Aquele achado me conduziu naturalmente à ligeira pesquisa sobre a vida e a obra daquela pobre Anastácia, condenada a morrer de fome pela senhora da fazenda por haver roubado um doce.
Aplicada a mordaça de ferro e fechadas as algemas, a linda escrava de olhos azuis finalmente morreu.
E ficou a duvida natural.
Condenada pelo roubo do chocolate, ou talvez pelos ternos olhares que o senhor das terras lançava em direção à escrava?
Sem conseguir estabelecer se a história é real ou mítica, ficou o desejo, ainda não realizado, de aprofundar-me na busca da verdade.
Quem sabe não estará ali mais uma Santa brasileira?
Uma vez que as pessoas que rezavam por Anastácia, passaram a rezar para Anastácia.
E segundo a lenda ela promoveu curas milagrosas.
Ultimamente tenho encontrado capelinhas protegidas por grades de aço.
Os fiéis depositam as imagens dos Santos em frente à grade e periodicamente o cuidador abre a capela e as recolhe.
Então eu soube que a pilhagem é sempre muito grande.
Das capelinhas desprotegidas surgiram algumas valiosas imagens de Santos fabricadas na Europa nos séculos passados, e as chamadas “paulistinhas”, imagens muito antigas de Santos e Santas esculpidas em madeira, possivelmente a canivete, que alcançam preços fabulosos em lojas especializadas.

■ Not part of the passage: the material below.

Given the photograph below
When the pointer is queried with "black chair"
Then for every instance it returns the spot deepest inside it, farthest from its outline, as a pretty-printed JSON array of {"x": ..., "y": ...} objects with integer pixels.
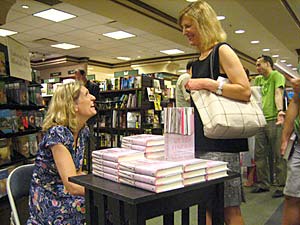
[{"x": 18, "y": 184}]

Para quem desejar ingressar neste agradável trabalho de busca e pesquisa, informo que o estado de São Paulo ainda oferece um prato cheio. É verdade que rareiam e em breve desaparecerão, porém ainda podem ser encontradas capelinhas, alminhas, cruzes de estrada, ermidas, oratórios, capelinhas em fazendas antigas, pequenos santuários, jubileus, e capitéis, que são oratórios, pequenas capelas onde se cultua a imagem de única Santa.
Ou mesmo nas grandes cidades.
De São Paulo cito o exemplo da Capela dos Aflitos, na Liberdade, ou do culto à Nossa Senhora da Cabeça, que já foram objeto de interesse deste blogue. Entretanto, ao encontrar uma capelinha abastecida com imagens e outros objetos religiosos, resista à natural tentação e somente tire fotografias e deixe orações.